We liepen zeker een half uur zonder een woord te zeggen. ‘Wat is het hier stil,’ zei ik toen. ‘Niet als jij praat,’ antwoordde Juliette.
Sahid bepaalde de weg, hij was de enige die zijn smartphone bij zich had, zo konden we in elk geval niet verdwalen en hadden we een zaklamp, maar die gebruikte hij niet. Soms liepen we even over een pad, dan weer onder takken door en dicht langs struiken. Volgens mij deed hij maar wat, hij keek nauwelijks op zijn telefoon. Het was ontzettend donker. De maan kreeg in dit bos geen enkele kans. Het was zelfs zo donker dat we schimmen begonnen te zien.
Juliette was de eerste die terug wilde. Maar wij lieten ons niet ompraten. We liepen gewoon door. En zij ging mee. Wat moest ze anders? We spraken af te gaan zingen om elkaar niet kwijt te raken. Maar al snel wilden we niet meer zingen, het lukte ons niet. We gingen tellen. Hardop.
Tot honderd. Tot duizend. Tot weet ik tot hoeveel en opeens botste ik tegen Juliette op. Ze stond stil en greep me bij mijn arm. We hoorden Sahid hard wegrennen, daarna zagen of hoorden we niks meer. We wisten niet wat we moesten doen, mijn mond viel open, ook Juliette zweeg. We wachtten, begonnen weer te tellen. Van de zenuwen waarschijnlijk, om onze eigen stem te kunnen horen.
En opeens stond hij weer voor ons, godzijdank. We hadden hem niet aan horen komen. ‘Waar was je?’ vroegen we. Zijn ogen waren verwilderd. Toen werd ik bang. ‘Laten we teruggaan,’ was het enige dat ik wist uit te brengen. ‘Sahid,’ riep Juliette en schudde hem aan zijn schouder. ‘Sahid waar was je, wat is er?’ Ze gilde bijna. ‘De molen,’ fluisterde hij. ‘Ik heb de molen gezien.’Ik durfde nauwelijks te kijken en ook Juliette had zich al omgedraaid. Terug, dacht ik, terug, terug, maar ik zei, ‘dan kunnen we nu gaan, we hebben een mooi verhaal.’
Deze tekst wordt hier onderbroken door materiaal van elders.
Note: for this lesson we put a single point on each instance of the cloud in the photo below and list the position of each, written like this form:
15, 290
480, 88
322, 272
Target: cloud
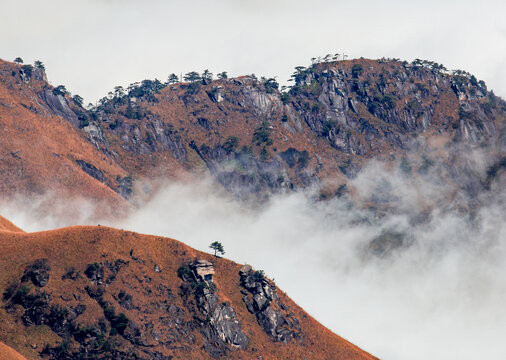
446, 288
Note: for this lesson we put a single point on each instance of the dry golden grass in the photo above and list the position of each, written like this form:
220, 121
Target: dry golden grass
39, 149
79, 246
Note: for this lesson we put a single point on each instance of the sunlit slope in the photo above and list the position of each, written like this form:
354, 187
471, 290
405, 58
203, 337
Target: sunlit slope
51, 297
41, 152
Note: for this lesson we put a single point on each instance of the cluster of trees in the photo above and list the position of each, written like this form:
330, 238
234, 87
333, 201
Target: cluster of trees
328, 58
37, 63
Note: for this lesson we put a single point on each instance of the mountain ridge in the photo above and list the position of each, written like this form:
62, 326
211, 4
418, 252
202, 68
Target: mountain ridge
96, 265
257, 141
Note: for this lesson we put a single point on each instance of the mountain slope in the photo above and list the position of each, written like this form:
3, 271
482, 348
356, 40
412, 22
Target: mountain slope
251, 138
6, 225
42, 152
8, 353
256, 140
112, 293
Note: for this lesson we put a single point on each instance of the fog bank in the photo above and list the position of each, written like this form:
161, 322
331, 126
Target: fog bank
441, 297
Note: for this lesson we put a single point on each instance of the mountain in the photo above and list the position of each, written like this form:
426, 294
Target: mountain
100, 293
42, 151
252, 138
8, 353
256, 140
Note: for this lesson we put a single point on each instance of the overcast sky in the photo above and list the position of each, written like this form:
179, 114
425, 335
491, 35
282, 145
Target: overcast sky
92, 45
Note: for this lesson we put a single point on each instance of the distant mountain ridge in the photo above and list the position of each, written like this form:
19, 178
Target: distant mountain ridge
256, 140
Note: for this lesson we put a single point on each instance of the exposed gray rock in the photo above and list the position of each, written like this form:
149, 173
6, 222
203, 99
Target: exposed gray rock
91, 170
58, 105
260, 299
38, 273
218, 322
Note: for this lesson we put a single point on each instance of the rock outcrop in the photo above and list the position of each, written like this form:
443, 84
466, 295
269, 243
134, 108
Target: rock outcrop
261, 299
217, 321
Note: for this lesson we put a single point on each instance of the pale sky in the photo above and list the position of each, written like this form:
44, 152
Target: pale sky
93, 45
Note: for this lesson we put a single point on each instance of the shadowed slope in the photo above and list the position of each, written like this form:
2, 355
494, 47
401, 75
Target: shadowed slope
7, 353
6, 225
83, 277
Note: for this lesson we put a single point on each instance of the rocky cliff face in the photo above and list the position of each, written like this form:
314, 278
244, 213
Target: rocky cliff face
257, 141
101, 293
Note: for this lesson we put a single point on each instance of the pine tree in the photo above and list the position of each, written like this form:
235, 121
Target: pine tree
218, 248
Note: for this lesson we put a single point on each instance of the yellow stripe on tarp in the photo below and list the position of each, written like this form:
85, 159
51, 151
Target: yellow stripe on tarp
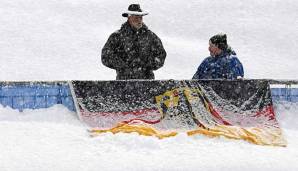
259, 136
140, 129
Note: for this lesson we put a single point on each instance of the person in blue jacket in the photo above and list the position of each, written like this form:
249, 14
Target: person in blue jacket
222, 62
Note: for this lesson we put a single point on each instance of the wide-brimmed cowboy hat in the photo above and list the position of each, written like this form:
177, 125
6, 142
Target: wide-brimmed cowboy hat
134, 9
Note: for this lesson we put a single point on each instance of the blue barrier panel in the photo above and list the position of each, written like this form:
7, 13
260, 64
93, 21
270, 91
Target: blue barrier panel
284, 94
35, 95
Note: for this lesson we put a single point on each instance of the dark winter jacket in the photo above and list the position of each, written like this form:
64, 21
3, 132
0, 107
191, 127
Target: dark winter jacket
134, 54
224, 66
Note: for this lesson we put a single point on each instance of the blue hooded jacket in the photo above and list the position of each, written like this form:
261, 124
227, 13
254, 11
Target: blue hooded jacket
224, 66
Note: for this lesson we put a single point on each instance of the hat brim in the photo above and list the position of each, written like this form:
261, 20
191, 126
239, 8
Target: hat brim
127, 13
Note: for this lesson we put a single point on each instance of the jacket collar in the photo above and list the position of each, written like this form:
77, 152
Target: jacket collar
127, 28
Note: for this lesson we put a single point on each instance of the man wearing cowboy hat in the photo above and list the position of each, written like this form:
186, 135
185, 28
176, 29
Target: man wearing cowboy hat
134, 51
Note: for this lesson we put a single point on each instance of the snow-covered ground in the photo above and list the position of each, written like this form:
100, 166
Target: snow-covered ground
62, 40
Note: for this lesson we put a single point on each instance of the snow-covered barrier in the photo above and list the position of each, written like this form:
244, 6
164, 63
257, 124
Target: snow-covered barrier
240, 109
35, 95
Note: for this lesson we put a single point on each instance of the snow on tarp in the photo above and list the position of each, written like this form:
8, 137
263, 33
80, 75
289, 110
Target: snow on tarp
234, 109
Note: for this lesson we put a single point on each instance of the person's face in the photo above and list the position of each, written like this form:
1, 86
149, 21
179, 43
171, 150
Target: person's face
136, 21
213, 49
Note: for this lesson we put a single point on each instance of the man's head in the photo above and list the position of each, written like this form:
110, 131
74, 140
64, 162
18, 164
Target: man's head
135, 15
217, 44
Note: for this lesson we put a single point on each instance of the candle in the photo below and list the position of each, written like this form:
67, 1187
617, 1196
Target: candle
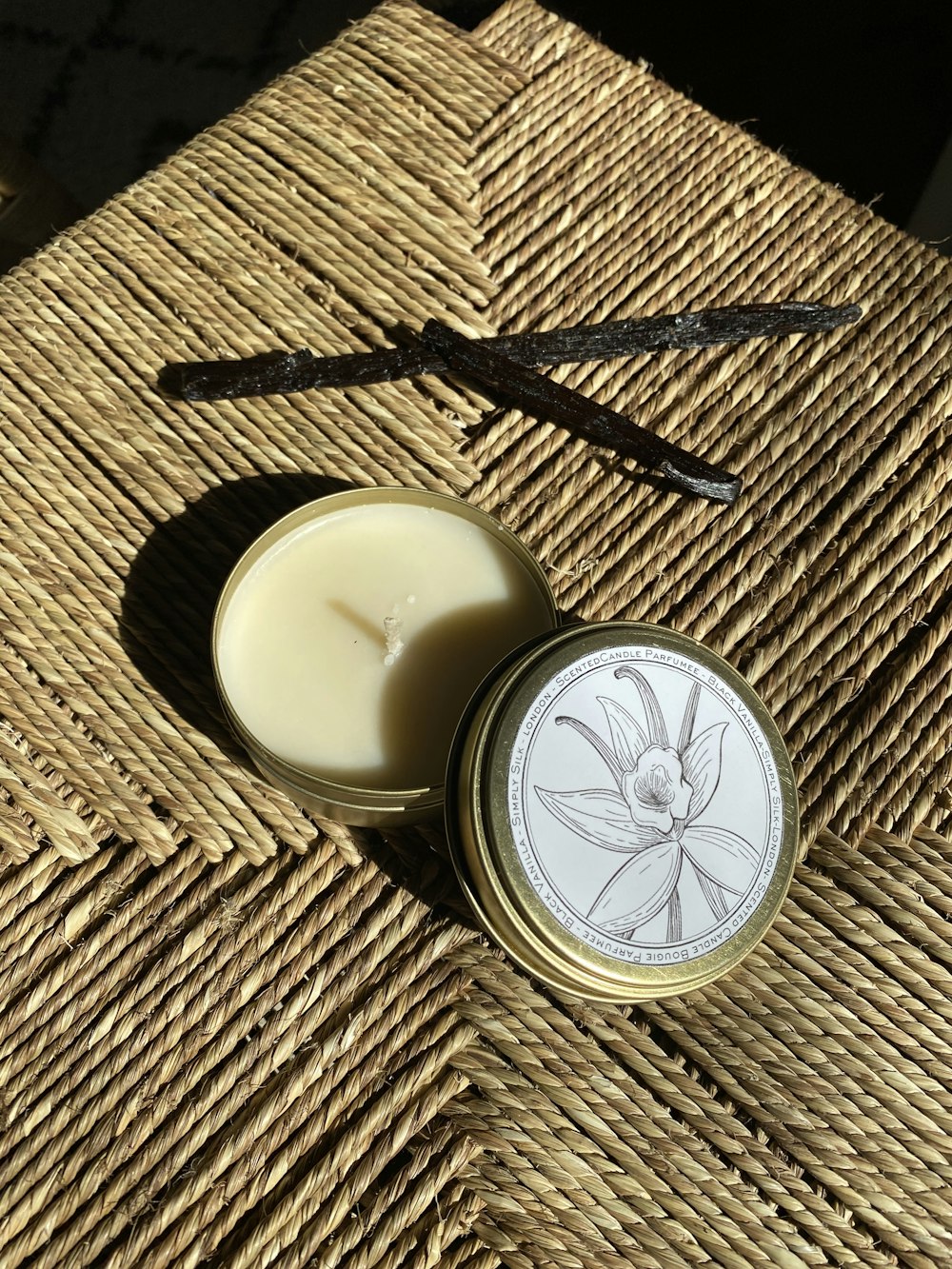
350, 637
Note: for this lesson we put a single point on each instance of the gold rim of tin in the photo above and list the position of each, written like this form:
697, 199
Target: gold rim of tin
486, 853
335, 800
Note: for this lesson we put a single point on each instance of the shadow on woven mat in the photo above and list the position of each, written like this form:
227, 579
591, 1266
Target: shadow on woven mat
174, 583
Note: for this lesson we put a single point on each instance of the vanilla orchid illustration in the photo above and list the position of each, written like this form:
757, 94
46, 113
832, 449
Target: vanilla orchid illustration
651, 815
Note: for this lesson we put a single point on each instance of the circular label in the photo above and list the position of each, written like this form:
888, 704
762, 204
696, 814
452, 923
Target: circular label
646, 804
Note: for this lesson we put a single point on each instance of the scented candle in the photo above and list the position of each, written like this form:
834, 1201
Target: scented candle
352, 635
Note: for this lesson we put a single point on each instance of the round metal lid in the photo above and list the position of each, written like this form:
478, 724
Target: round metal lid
623, 812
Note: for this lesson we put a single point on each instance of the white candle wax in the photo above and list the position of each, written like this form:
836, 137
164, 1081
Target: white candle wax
352, 646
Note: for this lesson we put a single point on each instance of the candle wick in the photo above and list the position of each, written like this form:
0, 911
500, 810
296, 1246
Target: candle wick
394, 636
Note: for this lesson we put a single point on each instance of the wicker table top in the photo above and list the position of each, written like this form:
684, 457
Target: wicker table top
235, 1036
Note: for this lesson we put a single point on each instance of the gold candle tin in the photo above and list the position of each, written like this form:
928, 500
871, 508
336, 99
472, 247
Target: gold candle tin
330, 796
623, 812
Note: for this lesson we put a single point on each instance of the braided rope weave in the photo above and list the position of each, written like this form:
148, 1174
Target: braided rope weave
236, 1036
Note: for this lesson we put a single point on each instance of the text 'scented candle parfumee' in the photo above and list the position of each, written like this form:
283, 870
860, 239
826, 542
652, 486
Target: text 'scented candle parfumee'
352, 635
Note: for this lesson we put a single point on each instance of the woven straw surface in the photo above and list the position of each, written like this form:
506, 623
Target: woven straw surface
235, 1036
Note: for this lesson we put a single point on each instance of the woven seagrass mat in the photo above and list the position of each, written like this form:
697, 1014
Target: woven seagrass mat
234, 1036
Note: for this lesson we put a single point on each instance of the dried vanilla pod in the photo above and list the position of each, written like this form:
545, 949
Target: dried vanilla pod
301, 370
483, 362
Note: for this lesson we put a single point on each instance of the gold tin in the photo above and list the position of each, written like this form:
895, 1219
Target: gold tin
326, 796
623, 812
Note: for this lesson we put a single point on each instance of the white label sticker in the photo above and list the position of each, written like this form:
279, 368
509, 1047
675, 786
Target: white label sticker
646, 804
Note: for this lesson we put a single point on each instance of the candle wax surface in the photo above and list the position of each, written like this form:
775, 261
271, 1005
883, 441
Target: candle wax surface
353, 646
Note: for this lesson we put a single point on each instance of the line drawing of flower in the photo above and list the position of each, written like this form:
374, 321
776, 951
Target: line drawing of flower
651, 815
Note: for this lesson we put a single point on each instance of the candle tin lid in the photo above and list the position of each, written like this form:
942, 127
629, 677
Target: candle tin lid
623, 812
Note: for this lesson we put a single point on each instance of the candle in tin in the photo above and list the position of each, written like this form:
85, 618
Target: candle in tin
350, 636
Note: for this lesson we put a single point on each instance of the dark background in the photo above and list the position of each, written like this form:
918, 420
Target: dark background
101, 90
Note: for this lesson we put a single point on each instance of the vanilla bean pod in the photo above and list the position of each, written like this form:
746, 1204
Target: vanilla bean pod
300, 370
544, 397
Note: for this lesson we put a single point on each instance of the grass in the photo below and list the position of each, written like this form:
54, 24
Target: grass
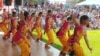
94, 40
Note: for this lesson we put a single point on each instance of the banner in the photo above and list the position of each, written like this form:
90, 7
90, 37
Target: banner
1, 3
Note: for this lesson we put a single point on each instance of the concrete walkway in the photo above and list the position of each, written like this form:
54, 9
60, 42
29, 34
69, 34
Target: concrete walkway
37, 49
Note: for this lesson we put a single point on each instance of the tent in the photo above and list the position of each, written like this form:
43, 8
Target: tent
90, 2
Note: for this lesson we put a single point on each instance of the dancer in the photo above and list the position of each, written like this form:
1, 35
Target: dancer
49, 29
64, 33
38, 26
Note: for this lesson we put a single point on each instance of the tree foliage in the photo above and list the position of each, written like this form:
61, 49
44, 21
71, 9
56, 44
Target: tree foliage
80, 0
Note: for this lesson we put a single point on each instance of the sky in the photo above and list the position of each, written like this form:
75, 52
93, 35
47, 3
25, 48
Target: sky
58, 1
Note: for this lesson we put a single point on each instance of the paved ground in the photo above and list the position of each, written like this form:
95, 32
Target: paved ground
37, 49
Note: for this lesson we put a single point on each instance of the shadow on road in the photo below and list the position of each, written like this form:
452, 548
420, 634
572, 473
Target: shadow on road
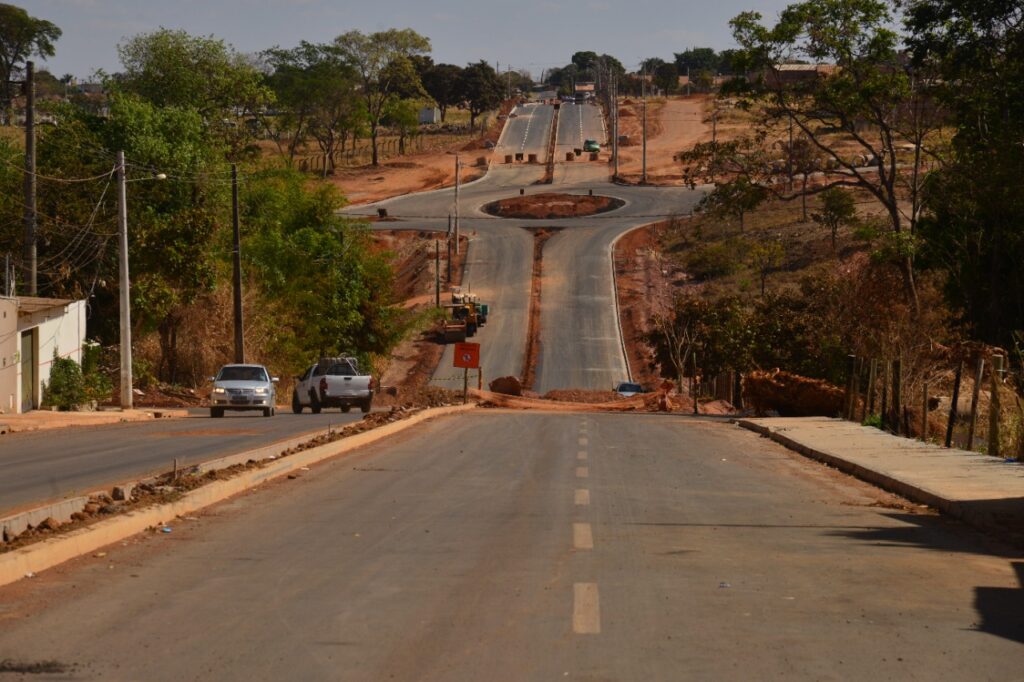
1000, 608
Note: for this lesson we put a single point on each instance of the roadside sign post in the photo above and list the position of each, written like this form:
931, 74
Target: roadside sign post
467, 356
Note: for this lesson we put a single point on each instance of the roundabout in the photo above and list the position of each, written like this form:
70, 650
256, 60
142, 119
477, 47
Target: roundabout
552, 206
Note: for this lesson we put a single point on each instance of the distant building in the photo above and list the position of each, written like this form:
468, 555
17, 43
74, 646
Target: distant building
31, 330
430, 116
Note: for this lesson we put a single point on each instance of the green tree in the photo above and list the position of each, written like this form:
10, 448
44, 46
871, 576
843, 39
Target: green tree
871, 95
766, 257
175, 69
697, 59
733, 200
443, 83
315, 90
22, 36
667, 78
973, 229
482, 88
382, 60
838, 211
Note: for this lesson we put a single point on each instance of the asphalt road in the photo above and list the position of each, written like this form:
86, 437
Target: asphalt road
38, 466
581, 345
539, 547
576, 124
527, 131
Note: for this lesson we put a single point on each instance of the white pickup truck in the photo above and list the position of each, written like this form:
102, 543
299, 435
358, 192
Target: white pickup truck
333, 382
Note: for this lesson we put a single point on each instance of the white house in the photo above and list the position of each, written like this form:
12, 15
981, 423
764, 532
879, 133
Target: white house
31, 329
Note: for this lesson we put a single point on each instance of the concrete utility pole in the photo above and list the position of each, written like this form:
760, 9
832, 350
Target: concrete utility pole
240, 344
31, 260
127, 398
614, 127
458, 168
643, 178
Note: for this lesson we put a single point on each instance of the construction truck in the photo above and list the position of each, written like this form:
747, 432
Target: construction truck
461, 322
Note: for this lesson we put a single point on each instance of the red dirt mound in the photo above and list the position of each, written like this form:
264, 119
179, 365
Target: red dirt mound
791, 394
551, 206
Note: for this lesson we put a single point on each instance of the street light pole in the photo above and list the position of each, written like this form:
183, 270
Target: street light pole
126, 378
240, 344
31, 261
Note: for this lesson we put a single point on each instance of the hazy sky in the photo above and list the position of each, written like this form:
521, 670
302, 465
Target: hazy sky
527, 34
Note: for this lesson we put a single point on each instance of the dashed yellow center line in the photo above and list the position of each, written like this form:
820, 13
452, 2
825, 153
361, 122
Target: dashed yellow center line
586, 609
583, 537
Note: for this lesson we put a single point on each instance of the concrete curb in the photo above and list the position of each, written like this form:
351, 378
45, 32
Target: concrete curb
979, 518
48, 553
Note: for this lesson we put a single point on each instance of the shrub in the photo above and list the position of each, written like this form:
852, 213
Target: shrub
66, 389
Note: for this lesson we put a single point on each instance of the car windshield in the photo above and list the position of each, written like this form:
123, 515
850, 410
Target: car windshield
242, 374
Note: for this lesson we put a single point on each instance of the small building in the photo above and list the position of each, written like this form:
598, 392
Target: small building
430, 116
31, 331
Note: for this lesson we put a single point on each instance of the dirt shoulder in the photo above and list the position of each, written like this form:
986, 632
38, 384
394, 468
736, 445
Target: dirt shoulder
44, 420
673, 125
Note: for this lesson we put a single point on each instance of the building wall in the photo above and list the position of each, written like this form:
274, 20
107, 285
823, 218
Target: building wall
58, 331
61, 329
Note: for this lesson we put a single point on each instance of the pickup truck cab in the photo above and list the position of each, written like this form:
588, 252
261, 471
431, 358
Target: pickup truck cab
333, 382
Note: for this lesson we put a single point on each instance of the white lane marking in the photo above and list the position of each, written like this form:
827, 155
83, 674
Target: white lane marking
583, 538
586, 609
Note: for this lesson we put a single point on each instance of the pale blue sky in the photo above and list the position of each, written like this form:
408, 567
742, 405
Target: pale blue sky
527, 34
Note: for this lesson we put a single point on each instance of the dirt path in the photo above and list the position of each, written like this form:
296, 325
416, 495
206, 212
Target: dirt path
673, 126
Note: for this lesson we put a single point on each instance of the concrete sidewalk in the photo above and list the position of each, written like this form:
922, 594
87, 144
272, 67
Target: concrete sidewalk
982, 491
44, 419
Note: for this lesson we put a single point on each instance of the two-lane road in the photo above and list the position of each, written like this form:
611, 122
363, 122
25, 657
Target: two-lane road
514, 546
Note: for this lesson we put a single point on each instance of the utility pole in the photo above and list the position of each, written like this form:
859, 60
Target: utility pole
437, 273
240, 344
31, 261
614, 127
126, 379
643, 178
458, 168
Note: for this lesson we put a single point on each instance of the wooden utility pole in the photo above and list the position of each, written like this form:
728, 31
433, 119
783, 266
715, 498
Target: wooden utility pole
127, 399
954, 403
240, 345
994, 380
978, 374
31, 253
458, 167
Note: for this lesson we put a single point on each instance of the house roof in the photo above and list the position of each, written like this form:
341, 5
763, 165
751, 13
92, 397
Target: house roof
30, 304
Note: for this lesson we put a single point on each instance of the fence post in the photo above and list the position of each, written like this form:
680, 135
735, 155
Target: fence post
885, 395
993, 406
897, 402
953, 406
872, 378
851, 369
978, 372
924, 413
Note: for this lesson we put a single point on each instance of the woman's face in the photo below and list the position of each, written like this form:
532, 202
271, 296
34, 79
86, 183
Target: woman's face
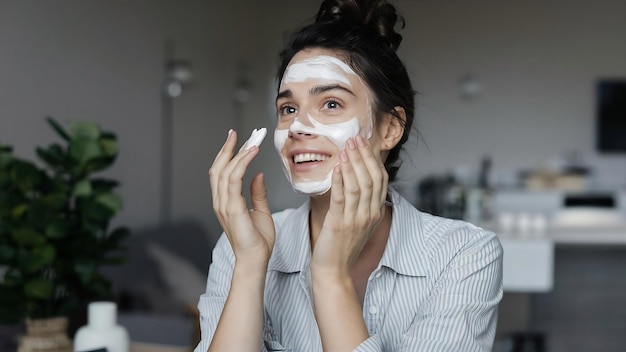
321, 103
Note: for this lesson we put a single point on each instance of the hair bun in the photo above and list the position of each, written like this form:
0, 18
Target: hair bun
377, 15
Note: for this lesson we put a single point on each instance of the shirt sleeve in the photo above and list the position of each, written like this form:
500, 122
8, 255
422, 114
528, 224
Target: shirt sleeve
212, 302
218, 284
461, 314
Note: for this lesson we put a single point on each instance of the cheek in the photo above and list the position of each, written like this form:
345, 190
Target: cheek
280, 136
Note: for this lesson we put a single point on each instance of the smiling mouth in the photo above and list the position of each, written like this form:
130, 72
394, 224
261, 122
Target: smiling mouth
309, 158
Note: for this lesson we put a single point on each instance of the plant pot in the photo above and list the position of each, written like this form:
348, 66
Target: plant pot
45, 335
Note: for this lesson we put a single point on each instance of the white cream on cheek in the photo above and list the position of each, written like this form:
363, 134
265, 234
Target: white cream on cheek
324, 68
337, 133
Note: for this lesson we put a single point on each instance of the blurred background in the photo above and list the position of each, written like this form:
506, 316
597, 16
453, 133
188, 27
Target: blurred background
511, 133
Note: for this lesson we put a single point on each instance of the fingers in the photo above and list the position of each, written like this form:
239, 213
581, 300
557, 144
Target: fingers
364, 180
226, 175
222, 159
258, 194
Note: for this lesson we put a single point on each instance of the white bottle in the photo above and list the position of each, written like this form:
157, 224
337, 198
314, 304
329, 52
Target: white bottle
102, 330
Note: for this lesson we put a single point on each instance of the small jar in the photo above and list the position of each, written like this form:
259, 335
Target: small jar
102, 330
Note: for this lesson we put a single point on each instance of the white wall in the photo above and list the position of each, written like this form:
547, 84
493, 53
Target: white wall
537, 61
104, 61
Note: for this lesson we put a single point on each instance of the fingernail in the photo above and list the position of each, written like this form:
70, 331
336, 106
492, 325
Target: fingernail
360, 141
343, 156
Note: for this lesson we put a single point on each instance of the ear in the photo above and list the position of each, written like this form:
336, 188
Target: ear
392, 128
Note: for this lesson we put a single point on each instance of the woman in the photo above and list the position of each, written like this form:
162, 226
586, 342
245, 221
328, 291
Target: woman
355, 268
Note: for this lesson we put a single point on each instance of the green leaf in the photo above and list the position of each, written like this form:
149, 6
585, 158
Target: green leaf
54, 156
25, 175
83, 149
39, 288
108, 143
119, 234
13, 278
7, 253
82, 188
110, 200
86, 271
58, 128
54, 201
5, 159
28, 237
19, 210
85, 129
58, 229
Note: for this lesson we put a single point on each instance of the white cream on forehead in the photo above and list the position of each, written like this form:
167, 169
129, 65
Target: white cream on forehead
319, 67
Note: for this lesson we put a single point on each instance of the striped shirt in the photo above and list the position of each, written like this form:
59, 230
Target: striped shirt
436, 288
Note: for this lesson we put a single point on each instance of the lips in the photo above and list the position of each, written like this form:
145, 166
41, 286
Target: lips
309, 157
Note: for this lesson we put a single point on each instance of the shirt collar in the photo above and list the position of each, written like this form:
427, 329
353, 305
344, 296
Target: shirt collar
405, 252
292, 248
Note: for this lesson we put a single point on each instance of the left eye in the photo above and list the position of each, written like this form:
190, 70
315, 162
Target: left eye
331, 104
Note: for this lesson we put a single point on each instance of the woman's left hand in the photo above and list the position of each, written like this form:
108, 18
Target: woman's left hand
357, 205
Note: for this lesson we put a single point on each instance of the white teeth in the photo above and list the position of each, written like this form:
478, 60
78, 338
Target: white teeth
300, 158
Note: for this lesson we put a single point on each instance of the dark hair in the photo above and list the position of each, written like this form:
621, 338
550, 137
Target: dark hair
363, 31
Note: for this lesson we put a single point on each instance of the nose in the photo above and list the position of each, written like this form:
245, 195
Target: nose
300, 130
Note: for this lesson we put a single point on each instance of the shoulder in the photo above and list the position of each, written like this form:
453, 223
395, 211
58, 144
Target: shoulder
438, 241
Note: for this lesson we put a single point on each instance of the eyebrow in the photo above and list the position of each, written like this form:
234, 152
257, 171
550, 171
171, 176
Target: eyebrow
317, 90
321, 89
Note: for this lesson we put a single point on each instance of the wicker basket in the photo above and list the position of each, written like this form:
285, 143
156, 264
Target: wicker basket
45, 335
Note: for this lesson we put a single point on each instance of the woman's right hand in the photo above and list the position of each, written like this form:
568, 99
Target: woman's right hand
251, 232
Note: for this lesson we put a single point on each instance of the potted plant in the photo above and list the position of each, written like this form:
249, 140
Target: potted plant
54, 226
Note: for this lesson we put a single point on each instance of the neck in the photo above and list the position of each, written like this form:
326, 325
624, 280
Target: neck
319, 208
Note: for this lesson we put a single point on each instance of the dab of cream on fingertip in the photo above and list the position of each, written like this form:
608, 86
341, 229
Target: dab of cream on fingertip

Sahid boog zich naar ons toe, ‘het schoepenrad,’ fluisterde hij, zijn stem was schor, ’hebben jullie de rivier niet gehoord?’ Juliette en ik keken elkaar aan. Het was doodstil. Pikdonker en doodstil. ‘Nee, ik hoor niks, ik heb niks gehoord.’ Sahid ademde zwaar. ‘Hoe kan dat,’ fluisterde hij, ‘precies op het moment dat ik de molen zag, oud, verlaten, overwoekerd, zette het rad zich in beweging, zomaar.’ Hij keek ons even aan, ‘je kunt je niet voorstellen met wat voor een kracht het water rondspoot, gitzwarte inkt. Het draaide, het kolkte, het schuimde… Ik duizelde, duizelde…’
Toen zei hij even niks, daarna kwam er nog, ‘mijn telefoon… telefoon viel in het water, erin gezogen, verdronken… Even leek het of hij om zou vallen maar we hielden hem stevig vast en hij bleef op de been. 'We gaan nu terug,’ zei ik, ‘ik vind het wel goed zo.’